Teachers deserve to have their voices heard without having to pay for union politics. That’s why it’s disturbing to learn that the Idaho Voluntary Contributions Act (VCA), a state law that requires unions to get annual written authorization from their members before using their dues for politics, is being challenged as unconstitutional by the Idaho Education Association (IEA).

VCA seems to be a reasonable law. Unions should ask their members before taking money from their paychecks for politics. Rescinding the VCA would provide the IEA with a goldmine to fund political activities and candidates, which the IEA admits is spent mostly on Democratic Party issues and candidates. Should IEA win its lawsuit, teachers will be required to pay hundreds of dollars for state and national union politics from their paychecks, regardless of their willingness to do so. This is outrageously unfair.

VCA protects those teachers who want to pay for representation but don’t want to pay for union politics. But that’s not enough for the IEA. It wants more from its members and is willing to compromise many of its members’ beliefs by having them pay for the union’s political platform--over and above what they pay for collective bargaining.

It’s true that teachers who do not support union politics can choose to not join the union. In doing so, however, they must give up significant member benefits, including voting on their collective bargaining agreements, selecting negotiators, electing union officers, and voting on union constitution and bylaw amendments. While the non-member teachers are covered by the union’s collective bargaining agreement, they are denied a voice in decisions affecting their workplace.

The IEA claims that because union membership is voluntary, that “every penny” of a teacher’s dues is given voluntarily. This is false. In fact, teachers are obligated to pay for the state and national union’s political expenditures in order to exercise their local collective bargaining rights. This is coercion, not voluntarism.

Even when a teacher is a union member, there are plenty of documented cases of union abuses for those teachers who do not support the union’s politics. This includes lack of support for grievances and due process rights, frivolous lawsuits, threats of lawsuits, organized ostracism, intimidation, and shunning by IEA members as well as blackballing.

Divisive union politics and unethical hardball tactics destroy the educational environment of schools by damaging teacher relationships and the teamwork essential for good education. They make the union’s so-called zero tolerance for harassment and commitment to respect and diversity little more than hypocritical pretense.

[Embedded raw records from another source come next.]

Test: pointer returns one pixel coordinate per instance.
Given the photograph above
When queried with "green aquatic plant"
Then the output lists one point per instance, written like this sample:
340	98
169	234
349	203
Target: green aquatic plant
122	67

Union bullying and politics reveals the explicit need for non-partisan, professional educators’ organizations. One example is Northwest Professional Educators, a non-union educators’ association that provides guaranteed job protection benefits that are not dependent on a teacher sharing an organization’s political views. Teachers need a choice in a professional association now more than ever.

If forced politics were not part of the union equation, teachers could unify harmoniously around joint professional interests. The Idaho Voluntary Contributions Act protects employees from surrendering their political views in order to obtain the full benefit of union representation. VCA should be protected.

The court is currently reviewing this case. One can only hope that the U.S. District Court judge will uphold the rights of Idaho’s teachers to have a voice in local bargaining without being exploited by state and national unions for their unrelated political agendas.